Nucleosome-mediated cooperativity between transcription factors

TL;DR

This paper reveals that nucleosome competition can mediate cooperative binding of transcription factors, providing a flexible and modular mechanism that parallels hemoglobin's allosteric regulation, with broad implications for gene regulation and evolution.

Contribution

It introduces a nucleosome-mediated cooperativity model for TFs, paralleling the MWC model of hemoglobin, expanding understanding of gene regulation mechanisms.

Findings

Nucleosome competition enables TF cooperativity without direct interactions.

The mechanism aligns with the MWC model of hemoglobin.
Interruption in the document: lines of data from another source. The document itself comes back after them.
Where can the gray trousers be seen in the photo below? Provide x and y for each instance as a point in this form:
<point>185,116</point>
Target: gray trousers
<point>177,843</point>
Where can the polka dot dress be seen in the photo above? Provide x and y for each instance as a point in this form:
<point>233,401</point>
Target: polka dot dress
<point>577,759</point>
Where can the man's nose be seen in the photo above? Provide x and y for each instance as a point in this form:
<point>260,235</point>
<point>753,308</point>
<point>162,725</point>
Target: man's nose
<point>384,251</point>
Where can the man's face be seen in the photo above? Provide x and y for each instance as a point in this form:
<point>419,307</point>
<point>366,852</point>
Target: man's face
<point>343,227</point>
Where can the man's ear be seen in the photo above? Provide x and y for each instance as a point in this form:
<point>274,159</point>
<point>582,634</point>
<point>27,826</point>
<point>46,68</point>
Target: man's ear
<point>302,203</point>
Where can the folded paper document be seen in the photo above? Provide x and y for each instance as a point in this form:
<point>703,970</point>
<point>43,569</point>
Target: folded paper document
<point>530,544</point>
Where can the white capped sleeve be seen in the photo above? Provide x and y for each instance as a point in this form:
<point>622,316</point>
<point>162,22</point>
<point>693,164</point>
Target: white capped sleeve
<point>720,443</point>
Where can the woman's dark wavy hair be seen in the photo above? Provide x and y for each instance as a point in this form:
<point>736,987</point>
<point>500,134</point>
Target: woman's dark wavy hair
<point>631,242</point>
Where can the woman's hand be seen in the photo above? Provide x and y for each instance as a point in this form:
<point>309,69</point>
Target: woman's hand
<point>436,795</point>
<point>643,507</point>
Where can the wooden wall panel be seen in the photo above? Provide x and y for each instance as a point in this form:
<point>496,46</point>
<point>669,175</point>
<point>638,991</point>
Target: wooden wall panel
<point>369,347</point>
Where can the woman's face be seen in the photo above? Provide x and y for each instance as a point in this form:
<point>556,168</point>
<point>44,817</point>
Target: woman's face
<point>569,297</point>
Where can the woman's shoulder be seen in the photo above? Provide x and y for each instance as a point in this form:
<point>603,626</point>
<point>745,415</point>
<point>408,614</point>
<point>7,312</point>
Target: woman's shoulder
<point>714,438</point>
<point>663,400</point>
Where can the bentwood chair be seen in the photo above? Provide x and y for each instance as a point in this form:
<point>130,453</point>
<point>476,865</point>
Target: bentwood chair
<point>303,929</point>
Supports flexible, modular cis-regulatory regions in genomes.

Abstract

Cooperative binding of transcription factors (TFs) to cis-regulatory regions (CRRs) is essential for precision of gene expression in development and other processes. The classical model of cooperativity requires direct interactions between TFs, thus constraining the arrangement of TFs sites in a CRR. On the contrary, genomic and functional studies demonstrate a great deal of flexibility in such arrangements with variable distances, numbers of sites, and identities of the involved TFs. Such flexibility is inconsistent with the cooperativity by direct interactions between TFs. Here we demonstrate that strong cooperativity among non-interacting TFs can be achieved by their competition with nucleosomes. We find that the mechanism of nucleosome-mediated cooperativity is mathematically identical to the Monod-Wyman-Changeux (MWC) model of cooperativity in hemoglobin. This surprising parallel provides deep insights, with parallels between heterotropic regulation of hemoglobin (e.g. Bohr effect) and roles of nucleosome-positioning sequences and chromatin modifications in gene regulation. Characterized mechanism is consistent with numerous experimental results, allows substantial flexibility in and modularity of CRRs, and provides a rationale for a broad range of genomic and evolutionary observations. Striking parallels between cooperativity in hemoglobin and in transcription regulation point at a new design principle that may be used in range of biological systems.